So I've been planning a little sit-down time with Blogger and it just hasn't been happening. Not to worry, I'll dump on you all here soon. Er, I mean share.
But for today, I've got a question. Does the company that manufactures my pads and tampons think I'm such as imbicile that I don't even know where to bleed... and that is why they put a pattern on the pad to guide me? Seriously? Do they know that once it's in place I cannot see it let alone aim?!
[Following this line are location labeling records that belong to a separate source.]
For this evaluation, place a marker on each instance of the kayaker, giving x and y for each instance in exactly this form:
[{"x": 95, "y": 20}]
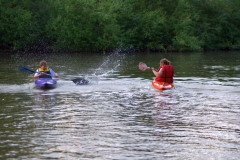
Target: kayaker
[
  {"x": 44, "y": 71},
  {"x": 165, "y": 72}
]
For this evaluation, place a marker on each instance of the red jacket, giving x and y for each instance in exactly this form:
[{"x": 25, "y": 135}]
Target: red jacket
[{"x": 167, "y": 74}]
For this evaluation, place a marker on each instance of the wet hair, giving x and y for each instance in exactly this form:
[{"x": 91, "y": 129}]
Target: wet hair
[
  {"x": 165, "y": 61},
  {"x": 43, "y": 63}
]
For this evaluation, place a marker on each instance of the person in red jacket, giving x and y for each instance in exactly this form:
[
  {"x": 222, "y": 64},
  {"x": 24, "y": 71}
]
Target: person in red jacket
[{"x": 165, "y": 72}]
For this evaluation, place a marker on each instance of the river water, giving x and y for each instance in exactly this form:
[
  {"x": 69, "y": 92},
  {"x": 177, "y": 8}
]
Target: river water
[{"x": 118, "y": 115}]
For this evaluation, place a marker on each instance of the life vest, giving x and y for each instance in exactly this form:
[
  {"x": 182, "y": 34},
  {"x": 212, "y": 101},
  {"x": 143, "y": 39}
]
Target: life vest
[
  {"x": 47, "y": 71},
  {"x": 167, "y": 74}
]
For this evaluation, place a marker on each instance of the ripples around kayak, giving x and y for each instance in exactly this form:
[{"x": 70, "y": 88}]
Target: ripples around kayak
[{"x": 121, "y": 119}]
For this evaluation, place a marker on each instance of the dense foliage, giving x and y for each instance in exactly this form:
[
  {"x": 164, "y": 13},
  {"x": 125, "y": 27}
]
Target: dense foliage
[{"x": 100, "y": 26}]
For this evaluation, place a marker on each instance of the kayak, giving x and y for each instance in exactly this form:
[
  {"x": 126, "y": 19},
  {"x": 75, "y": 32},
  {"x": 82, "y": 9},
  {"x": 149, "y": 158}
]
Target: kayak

Whatever. (And these are the things that take up space in my head.)
5 comments:
In the UK we pay what's known as 'value added tax' on our tampons and pads. Because, like for tax purposes they're classed as non essential items. Like biscuits.
Go figure.
And I ain't blogged in ages, I am most remiss nut then I retreat like a snail when under uber stress.
GD x
glad to have you back.
and your weird musings. lmao.
lol! P'raps they did that so people can't sue them for new designer jeans or something... you know, like the cautions on coffee cups, "Warning! Contents may be hot!"
No shit, Sherlock.
GingerDoll - Non essential?!?! I plan on scoping out Blogland tomorrow so I'm still going to swing by and see if I've missed anything. We've gotta do something about this stress of yours. Not good!
Kate - I can't help but sharing the nonsense in my head. ;)
Terri - You know, you're probably onto something there! Some days, it's hard to tell WHAT people were thinking!